Сижу, скучая. Искать уже не хочется. Хочется домой, пусть сегодня и не заработано ни копейки. Раскладываю пасьянс на компьютере, не слушая, как ворчит Данка, у которой выпуск неприлично гол. В четыре она дозванивается в районную библиотеку. Выставка рисунков маленьких читателей.
Едем бегом, врываемся в библиотеку двумя снарядами. Сенька тут же раскладывает штатив и начинает снимать, никого не дожидаясь. Библиотекарь и заведующая испуганы: телевидение у них впервые.
– Рассказывайте, – рявкаю я, и они начинают рассказывать о своей замечательной библиотеке со дня ее основания.
– Только о выставке, – останавливаю я их, и они послушно замолкают. Спиной чувствую, что Сенька готов писать интервью и повторяю: – Расскажите о вашей выставке.
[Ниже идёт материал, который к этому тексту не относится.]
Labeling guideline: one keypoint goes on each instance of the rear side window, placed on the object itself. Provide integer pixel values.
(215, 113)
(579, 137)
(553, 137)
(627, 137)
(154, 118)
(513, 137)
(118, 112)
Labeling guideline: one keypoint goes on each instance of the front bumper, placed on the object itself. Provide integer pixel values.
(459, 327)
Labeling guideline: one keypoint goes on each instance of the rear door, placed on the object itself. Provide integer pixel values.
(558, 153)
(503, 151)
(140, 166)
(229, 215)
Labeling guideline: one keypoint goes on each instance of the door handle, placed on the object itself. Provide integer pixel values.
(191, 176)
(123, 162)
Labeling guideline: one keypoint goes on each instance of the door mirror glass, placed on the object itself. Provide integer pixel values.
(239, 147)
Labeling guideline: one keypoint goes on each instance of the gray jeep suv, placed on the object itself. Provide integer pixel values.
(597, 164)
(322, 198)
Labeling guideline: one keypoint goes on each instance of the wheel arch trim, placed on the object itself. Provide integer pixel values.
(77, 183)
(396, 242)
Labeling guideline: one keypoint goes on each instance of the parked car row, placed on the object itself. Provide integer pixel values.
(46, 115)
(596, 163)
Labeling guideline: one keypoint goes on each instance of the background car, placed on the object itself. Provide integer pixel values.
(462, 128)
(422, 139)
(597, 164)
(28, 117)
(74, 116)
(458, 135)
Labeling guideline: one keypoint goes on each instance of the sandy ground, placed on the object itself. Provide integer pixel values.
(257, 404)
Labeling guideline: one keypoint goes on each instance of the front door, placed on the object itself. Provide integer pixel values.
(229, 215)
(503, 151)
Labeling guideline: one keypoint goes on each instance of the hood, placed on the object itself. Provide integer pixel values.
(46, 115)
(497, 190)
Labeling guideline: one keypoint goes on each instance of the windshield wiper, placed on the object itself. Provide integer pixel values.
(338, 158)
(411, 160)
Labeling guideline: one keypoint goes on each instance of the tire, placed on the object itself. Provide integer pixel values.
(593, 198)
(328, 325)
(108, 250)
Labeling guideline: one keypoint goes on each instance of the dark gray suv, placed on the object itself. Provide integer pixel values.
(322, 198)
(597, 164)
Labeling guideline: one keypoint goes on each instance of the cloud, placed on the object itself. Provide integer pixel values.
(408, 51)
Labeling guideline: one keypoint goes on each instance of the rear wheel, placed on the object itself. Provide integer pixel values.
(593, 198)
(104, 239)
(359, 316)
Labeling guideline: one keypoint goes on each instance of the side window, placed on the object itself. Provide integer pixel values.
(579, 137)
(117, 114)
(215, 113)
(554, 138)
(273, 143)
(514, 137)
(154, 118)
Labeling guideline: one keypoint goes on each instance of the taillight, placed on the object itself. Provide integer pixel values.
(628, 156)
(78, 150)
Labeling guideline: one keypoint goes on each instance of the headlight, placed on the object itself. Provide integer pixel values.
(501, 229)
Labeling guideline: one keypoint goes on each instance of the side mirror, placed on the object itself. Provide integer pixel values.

– К нам, – подкашливая, стесняясь и нервно сжимая одну руку другой, говорит заведующая, – ходит много маленьких читателей. Все живут тут, неподалеку, в нашем районе, и мы стараемся всех приучить к чтению…
Пятнадцать минут интервью, еще десять – на съемку рисунков. Пустая, маленькая библиотека, ни одного ребенка в кадре. Плевать, главное – есть сюжет.
В машине пишу подводку и пытаюсь набросать текст.